O açúcar, em suas mais variadas formas, é provavelmente o “nutriente” mais consumido no mundo. Veja neste artigo a relação entre açúcar e emagrecimento!

 

Que o açúcar é um vício, e sendo assim, se torna o grande vilão quando o assunto é emagrecimento, todos nós já sabemos. O que não compreendemos são as formas de agressividade que ele apresenta ao nosso organismo, nos tornando dependentes de seu sabor e dessa maneira, prejudicando e dificultando muito o emagrecimento. Vamos listar aqui, alguns aspectos que devemos levar em conta antes de consumir esse alimento que se tornou o maior inimigo da dieta e por que o açúcar e emagrecimento são combinações que não fecham!

 

Calorias Vazias e sua relação com o açúcar e emagrecimento!

Na produção do açúcar refinado, são introduzidos diversos produtos químicos.  Principalmente para que ele fique branco e com boa aparência.
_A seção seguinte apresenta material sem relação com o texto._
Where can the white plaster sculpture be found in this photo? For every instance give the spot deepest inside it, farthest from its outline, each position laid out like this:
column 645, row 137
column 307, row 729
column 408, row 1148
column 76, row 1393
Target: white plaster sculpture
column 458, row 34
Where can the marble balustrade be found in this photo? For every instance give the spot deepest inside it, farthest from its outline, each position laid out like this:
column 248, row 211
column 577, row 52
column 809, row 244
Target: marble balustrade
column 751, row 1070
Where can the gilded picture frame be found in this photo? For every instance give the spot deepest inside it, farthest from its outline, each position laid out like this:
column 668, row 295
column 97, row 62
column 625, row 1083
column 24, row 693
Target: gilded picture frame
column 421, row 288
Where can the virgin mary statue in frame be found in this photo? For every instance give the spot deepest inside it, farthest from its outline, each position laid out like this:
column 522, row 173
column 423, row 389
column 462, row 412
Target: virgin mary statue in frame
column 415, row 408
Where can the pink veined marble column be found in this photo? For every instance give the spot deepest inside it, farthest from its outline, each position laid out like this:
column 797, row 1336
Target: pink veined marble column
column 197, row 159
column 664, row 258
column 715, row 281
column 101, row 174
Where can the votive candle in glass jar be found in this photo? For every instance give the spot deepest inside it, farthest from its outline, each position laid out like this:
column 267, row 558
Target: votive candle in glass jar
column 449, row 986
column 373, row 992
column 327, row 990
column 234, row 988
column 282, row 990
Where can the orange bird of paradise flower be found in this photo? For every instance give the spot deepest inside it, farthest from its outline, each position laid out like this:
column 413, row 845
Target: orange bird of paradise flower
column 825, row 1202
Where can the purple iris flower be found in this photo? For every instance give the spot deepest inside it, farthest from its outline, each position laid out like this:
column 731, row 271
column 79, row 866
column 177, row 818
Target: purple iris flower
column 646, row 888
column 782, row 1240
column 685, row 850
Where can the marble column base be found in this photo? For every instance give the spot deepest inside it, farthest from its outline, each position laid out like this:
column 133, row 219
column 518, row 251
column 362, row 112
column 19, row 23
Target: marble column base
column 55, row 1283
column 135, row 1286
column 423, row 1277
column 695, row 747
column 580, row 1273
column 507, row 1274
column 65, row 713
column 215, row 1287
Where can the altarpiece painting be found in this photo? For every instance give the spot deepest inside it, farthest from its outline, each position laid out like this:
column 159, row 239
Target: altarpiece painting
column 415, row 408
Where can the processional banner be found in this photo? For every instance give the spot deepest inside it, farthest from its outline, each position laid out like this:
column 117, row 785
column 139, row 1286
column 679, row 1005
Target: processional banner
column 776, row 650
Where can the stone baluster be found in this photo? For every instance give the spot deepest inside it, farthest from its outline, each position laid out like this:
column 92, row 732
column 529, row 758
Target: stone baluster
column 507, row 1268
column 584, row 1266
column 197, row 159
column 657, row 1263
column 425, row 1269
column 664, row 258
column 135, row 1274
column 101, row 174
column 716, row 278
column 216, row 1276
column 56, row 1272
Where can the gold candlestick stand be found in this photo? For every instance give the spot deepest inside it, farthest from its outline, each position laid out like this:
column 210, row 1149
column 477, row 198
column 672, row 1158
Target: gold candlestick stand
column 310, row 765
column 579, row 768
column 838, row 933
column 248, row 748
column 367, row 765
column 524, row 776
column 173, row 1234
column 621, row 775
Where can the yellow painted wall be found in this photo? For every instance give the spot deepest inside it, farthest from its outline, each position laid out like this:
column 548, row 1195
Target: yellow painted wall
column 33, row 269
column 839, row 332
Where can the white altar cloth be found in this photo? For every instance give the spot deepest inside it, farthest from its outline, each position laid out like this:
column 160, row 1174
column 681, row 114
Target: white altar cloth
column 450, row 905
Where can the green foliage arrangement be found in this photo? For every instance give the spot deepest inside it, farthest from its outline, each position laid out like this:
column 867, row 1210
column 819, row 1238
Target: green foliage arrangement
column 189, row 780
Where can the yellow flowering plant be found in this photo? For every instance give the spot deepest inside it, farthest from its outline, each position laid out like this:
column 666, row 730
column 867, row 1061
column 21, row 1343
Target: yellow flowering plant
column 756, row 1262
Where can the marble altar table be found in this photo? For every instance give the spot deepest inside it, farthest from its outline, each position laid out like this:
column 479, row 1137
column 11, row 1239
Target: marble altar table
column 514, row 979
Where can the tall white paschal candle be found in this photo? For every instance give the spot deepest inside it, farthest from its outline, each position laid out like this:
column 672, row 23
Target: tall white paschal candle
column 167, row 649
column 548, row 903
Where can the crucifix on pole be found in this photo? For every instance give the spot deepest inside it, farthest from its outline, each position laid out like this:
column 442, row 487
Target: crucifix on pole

Nesse processo de refinamento, também é onde o açúcar perde suas propriedades boas, que são seus nutrientes, fibras, sais minerais e proteínas. Com isso, ele se transforma em um alimento com “calorias vazias”, ou seja, selas não trazem qualquer benefício nutricional para o corpo (CARVALHO, 2006).

 

O que você consome ao ingerir açúcar são calorias que vieram de um alimento altamente processado, tornando pesado a sua digestão e sobrecarregando a sua absorção no organismo, o que irá deixar seu metabolismo mais lento e muito mais suscetível a algumas doenças e ao ganho de peso.

 

Índice Glicêmico do açúcar

O acréscimo de açúcar em qualquer alimento aumenta o índice glicêmico do mesmo. O índice glicêmico (IG) é relacionado com o nível de açúcar no sangue e com a velocidade em que esse açúcar é liberado na corrente sanguínea após sua ingestão. Esse acréscimo no IG, pode fazer com que ocorra picos muito elevados de insulina logo após a alimentação, sendo que no restante do tempo ocorrerá a redução drástica do nível de açúcar no sangue; isso pode ocasionar, a longo prazo, uma resistência à insulina, ou seja, a diabetes mellitus tipo II.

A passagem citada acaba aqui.